Pero esta especialización hace más complicada la iniciativa del niño. El peligro de esta etapa radica en un sentimiento de inadecuación que puede conducir a vivencias de inferioridad. Tal sentimiento se hace presente en las personas toda vez que inician un nuevo aprendizaje y se percatan de que el mundo por conocer es mucho mayor que el conocido. De ahí la importancia de las formas con que se transite la crisis vital industria vs. inferioridad. Si el niño logra constituirse como un aprendiz curioso, que participa en situaciones productivas junto a los demás, accederá a la posibilidad de seguir su formación durante toda la vida como una verdadera promesa de crecimiento.
Por el contrario, si desespera de sus posibilidades va construyendo una baja autoestima. La inferioridad amenazará la identidad con que debe ingresar a la etapa siguiente.

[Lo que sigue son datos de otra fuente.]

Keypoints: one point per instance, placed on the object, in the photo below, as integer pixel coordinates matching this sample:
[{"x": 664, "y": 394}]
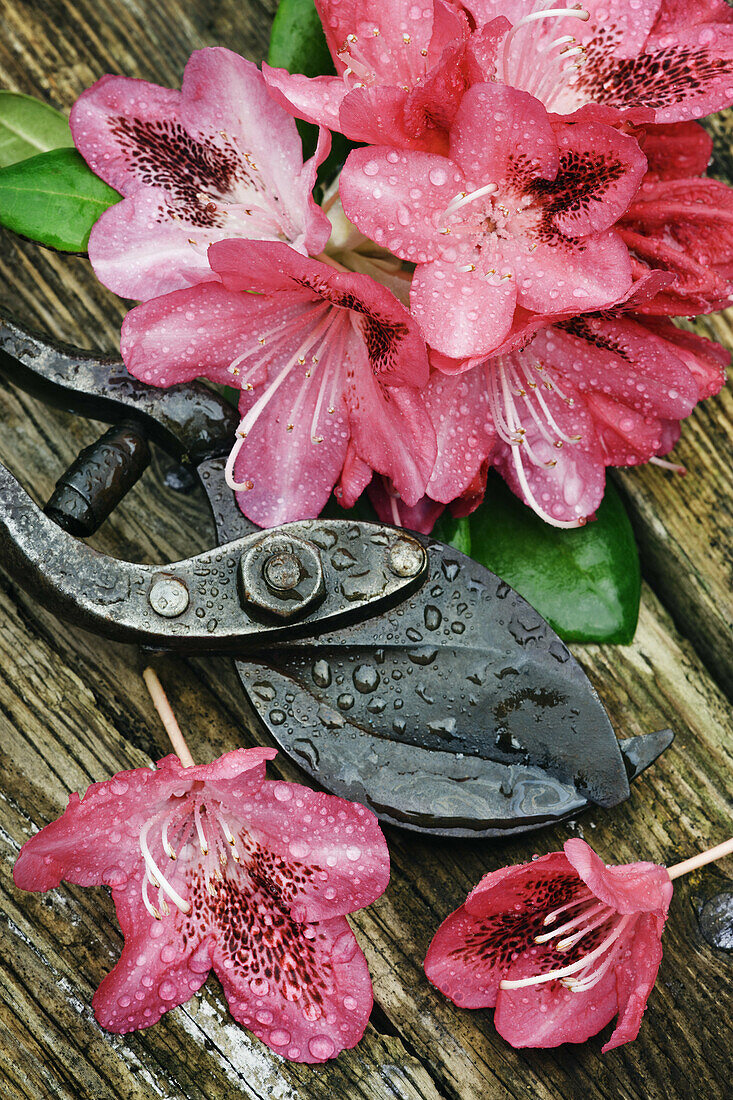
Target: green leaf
[
  {"x": 584, "y": 582},
  {"x": 453, "y": 532},
  {"x": 53, "y": 198},
  {"x": 29, "y": 127},
  {"x": 297, "y": 43}
]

5. IDENTIDAD VS. CONFUSIÓN DE ROL (adolescencia)
“Con el establecimiento de una buena relación inicial con el mundo de las habilidades y las herramientas y con el advenimiento de la pubertad, la infancia propiamente dicha llega a su fin. La juventud comienza. Pero en la pubertad y la adolescencia todas las mismidades y continuidades en las que se confiaba previamente vuelven a ponerse hasta cierto punto en duda, debido a una rapidez del crecimiento corporal que iguala a la de la temprana infancia, y a causa del nuevo agregado de la madurez genital. Los jóvenes que crecen y se desarrollan, enfrentados con esta revolución fisiológica en su interior, y con tareas adultas tangibles que los aguardan, se preocupan ahora fundamentalmente por lo que parecen ser ante los ojos de los demás en comparación con lo que ellos mismos sienten que son, y por el problema relativo a relacionar los roles y las aptitudes cultivadas previamente con los prototipos ocupacionales del momento. En su búsqueda de un nuevo sentimiento de continuidad y mismidad, los adolescentes deben volver a librar muchas de las batallas de los años anteriores (...)”.
El peligro de esta etapa, señala Erikson, es la confusión de rol. La decisión sobre su identidad ocupacional es una de las principales fuentes de esta confusión. Por eso aparecen con tanta frecuencia fenómenos de sobreidentificación con ciertos ídolos que, lejos de orientar a los adolescentes en esta elección, debilitan sus motivaciones (para qué estudiar si el ídolo no lo hizo, para qué trabajar si el trabajo no asegura bienestar económico).
Otro fenómeno asociado a la confusión de rol es la intolerancia. La intolerancia con quienes se percibe como “los distintos” resulta ser una defensa contra el sentimiento de confusión sobre la propia identidad.
La mente adolescente es, según Erikson, aristocrática (reconocen sólo a los mejores, sobre todo si de adultos se trata) e ideológica (construyen una visión idealizada de lo que debería ser la sociedad y el mundo adulto).
“Para no caer en el cinismo o la apatía, los jóvenes deben ser capaces de convencerse de que quienes triunfan en su mundo adulto anticipado tienen la obligación de ser los mejores.”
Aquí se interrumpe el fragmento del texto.